Miércoles, 17 de agosto de 2016 | Hoy
LA VENTANA › MEDIOS Y COMUNICACIóN
Según Juan Pablo Ringelheim, el malestar afectivo de la época no se debe al abuso de las tecnologías sino al trato dispensado entre los humanos.
Por Juan Pablo Ringelheim*
“Sobre las condiciones sociales de existencia, se erige toda una superestructura de sentimientos.”
Carlos Marx
¿Y si la creencia ampliamente difundida en que las máquinas de comunicación conectan seres humanos fuese una ilusión para hacer menos cruel la realidad de que el vínculo es sólo entre un humano y su máquina? ¿Y si del otro lado de la pantalla no hubiese nunca nadie y la coincidencia del tecleo humano ante máquinas fuese sólo una coincidencia fortuita que reforzaría el delirio colectivo de nuestra época? Es decir, ¿si cuando un hombre (o una mujer) da un beso a otra persona por un celular (sépalo o no) se lo está dando a su teléfono y ahí, justamente en la máquina, es donde termina el flujo de su libido? Entonces este sería un mundo mucho más hermoso porque las posibilidades del amor, su realización, sería más asequible, estable y duradera. El amor sería gestionable con manual de instrucciones, en modo sencillo. Tendríamos una relación con garantía en un tiempo en que el amor entre humanos empieza a ser casi imposible porque la carne se vive como tóxica.

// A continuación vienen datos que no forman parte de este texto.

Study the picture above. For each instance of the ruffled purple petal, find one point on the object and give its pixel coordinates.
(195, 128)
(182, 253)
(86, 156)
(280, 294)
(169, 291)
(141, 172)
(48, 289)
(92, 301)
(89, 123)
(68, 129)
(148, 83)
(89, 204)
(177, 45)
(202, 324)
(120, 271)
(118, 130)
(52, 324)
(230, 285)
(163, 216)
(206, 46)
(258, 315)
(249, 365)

El delirio colectivo de esta época tiene tanta efectividad como los delirios de épocas anteriores. Pero aun con las diferencias radicales entre esas épocas, estos acuerdos razonables entre locos tienen un denominador común: tras el mundo visible habría otro mundo con el cual sería posible tratar. Así, en la Antigua Grecia se acordó que si un hombre podía reconocer la belleza de un cuerpo que tenía delante se debía a que este cuerpo físico era una copia (más o menos imperfecta) del cuerpo ideal, abstracto, metafísico e inaccesible a los sentidos. El acuerdo colectivo religioso medieval, a trazo grueso, establecía que detrás de cualquier acontecimiento físico (una hambruna, una plaga, la locura de una mujer) estaba Dios o el Mal (ambos más allá del mundo visible, aunque conectados con este). Así sucede también con la creencia en la posibilidad de comunicar humanos a través de las máquinas: el otro humano con quien nos comunicamos estaría tras la pantalla visible (¿y si no hubiese nunca nadie?) y sería alcanzable por las maniobras simbólicas que hacemos en el teclado desde este lado físico del mundo. Hay pruebas de esa comunicación, claro. Pero todos los delirios colectivos tuvieron pruebas mientras duraron sus acuerdos. Si un hombre rezaba, Dios respondía. Y lo hizo por siglos.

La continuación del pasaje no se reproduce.